Soyeon nie była moją prawdziwą siostrą tylko przyszywaną. Mama przed poznaniem mojego ojca, miała romans z jej kolegą. A potem zaszła w ciąże i urodziła się Soy
- Jakie masz plany na dzisiaj? - Soy skończyła już śniadanie i podniosła na mnie wzrok.
- Uczenie się i może przyjdzie do mnie Innie - Powiedziałem na co Kim się na mnie popatrzyła.
- Innie, powiadasz - Westchęła i zrobiła usta w cieńką linię kiwając przy tym głową.
- Co masz do Jeongin'a? - Sarkastycznie zapytałem się jej, a później lekko aię zaśmiałem
- Nic. Po prostu, jesteś osobą nie towarzyską, introwertyk a zdrabniasz jego imię. Nigdy nie słyszałam jakbyś mówił do kogoś z zdrobnienia.
- Dobra. Idę się uczyć. Pa - Wstałem ze stołu i ruszyłem w stronę schodów
- Annyeong - Pożegnała mnie i poszła otworzyć drzwi bo zadzwonił dzwonek.
__
《•°...°•》
--Było blisko piętnastej, a ja właśnie obudziłem się z mojej krótkiej drzemki. Obudziłem się słysząc pukanie do drzwi balkonu. Obróciłem się i zobaczyłem Jeongin'a. Odrazu uśmiechnąłem się na jego widok. Podszedłem do drzwi i otworzyłem je.
- Hej, co tam u ciebie? - Przywitałem go i przytuliliśmy się.

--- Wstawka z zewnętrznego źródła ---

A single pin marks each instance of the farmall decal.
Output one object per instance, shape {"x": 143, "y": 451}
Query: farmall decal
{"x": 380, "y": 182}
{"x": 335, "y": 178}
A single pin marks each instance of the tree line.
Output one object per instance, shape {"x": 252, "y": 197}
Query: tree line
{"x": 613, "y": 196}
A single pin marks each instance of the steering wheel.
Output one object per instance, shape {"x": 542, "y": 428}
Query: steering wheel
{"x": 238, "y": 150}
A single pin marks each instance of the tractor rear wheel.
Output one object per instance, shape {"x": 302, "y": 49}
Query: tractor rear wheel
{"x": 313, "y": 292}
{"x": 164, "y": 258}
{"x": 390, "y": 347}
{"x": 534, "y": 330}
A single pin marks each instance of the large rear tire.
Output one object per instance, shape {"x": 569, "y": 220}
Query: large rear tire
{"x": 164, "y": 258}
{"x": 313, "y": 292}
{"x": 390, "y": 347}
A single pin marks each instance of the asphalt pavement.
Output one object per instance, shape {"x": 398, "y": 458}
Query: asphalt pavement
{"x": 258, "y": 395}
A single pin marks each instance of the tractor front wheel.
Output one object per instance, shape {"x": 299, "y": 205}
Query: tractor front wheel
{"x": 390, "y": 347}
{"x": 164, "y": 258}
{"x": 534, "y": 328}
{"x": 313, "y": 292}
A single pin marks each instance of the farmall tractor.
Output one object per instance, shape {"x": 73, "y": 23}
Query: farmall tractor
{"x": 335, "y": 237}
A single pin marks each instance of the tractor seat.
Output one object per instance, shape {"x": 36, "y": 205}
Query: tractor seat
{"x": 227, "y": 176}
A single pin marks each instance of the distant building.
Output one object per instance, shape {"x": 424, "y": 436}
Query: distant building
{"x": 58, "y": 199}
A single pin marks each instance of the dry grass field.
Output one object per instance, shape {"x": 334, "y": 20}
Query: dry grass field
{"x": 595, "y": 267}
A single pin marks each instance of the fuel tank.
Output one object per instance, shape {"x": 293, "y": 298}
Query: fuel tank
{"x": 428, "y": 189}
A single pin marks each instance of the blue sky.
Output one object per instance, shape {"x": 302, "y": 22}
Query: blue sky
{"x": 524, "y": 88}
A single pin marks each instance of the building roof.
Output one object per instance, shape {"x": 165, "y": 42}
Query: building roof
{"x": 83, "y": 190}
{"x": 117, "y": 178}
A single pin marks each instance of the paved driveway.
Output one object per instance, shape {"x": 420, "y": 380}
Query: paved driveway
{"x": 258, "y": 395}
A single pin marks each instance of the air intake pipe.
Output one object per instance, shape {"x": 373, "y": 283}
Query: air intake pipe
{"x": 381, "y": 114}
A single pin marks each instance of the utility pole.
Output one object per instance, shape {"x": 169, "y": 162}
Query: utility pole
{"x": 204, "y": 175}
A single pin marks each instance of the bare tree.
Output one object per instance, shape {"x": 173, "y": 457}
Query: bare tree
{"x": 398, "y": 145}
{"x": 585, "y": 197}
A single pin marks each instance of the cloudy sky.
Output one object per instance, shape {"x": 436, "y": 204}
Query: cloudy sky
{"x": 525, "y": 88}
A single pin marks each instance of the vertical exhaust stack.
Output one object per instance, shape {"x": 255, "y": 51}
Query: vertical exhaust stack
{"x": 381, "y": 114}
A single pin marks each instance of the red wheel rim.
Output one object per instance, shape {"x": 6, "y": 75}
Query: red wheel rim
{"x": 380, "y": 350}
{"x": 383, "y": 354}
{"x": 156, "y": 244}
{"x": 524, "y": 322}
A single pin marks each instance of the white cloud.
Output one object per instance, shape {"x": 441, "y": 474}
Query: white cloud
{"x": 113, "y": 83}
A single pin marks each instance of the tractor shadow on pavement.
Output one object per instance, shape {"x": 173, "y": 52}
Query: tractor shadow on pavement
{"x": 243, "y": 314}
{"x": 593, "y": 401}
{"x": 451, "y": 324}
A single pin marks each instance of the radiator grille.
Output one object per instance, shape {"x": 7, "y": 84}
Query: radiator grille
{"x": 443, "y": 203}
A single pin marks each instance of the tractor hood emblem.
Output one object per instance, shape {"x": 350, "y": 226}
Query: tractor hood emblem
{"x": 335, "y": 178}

- A dupa. Nie rozumiem chemii, a mam kartkówkę w poniedziałek - Zaczął narzekać a ja zacząłem się śmiać - Nie śmiej się ty głąpie - Rzucił się na mnie i razem wylądowaliśmy na moim łóżku. Czarnowłosy zaczął mnie gilgotać. Na nie szczęście Jeongina, złapałem go za nadgarstki i położyłem go na plechach, a ja nad nim zawisnąłem. Yang patrzył na mnie zdziwiony, a ja uśmiechnąłem się i wstałem z łóżka. Podałem mu rękę, żeby wstał.

CZYTASZ
Don't Be Shy || SeungIn
FanfictionSeungmin jest zwyczajnym nastolatkiem który ma bezsensowne życie. W szkole był towarzyski, ale kiedy już wszedł do domu odrazu było widać, że jest introwertykiem. Min był uważany za tatę ich grupki znajomych a był osiem dni młodszy od najstarszego...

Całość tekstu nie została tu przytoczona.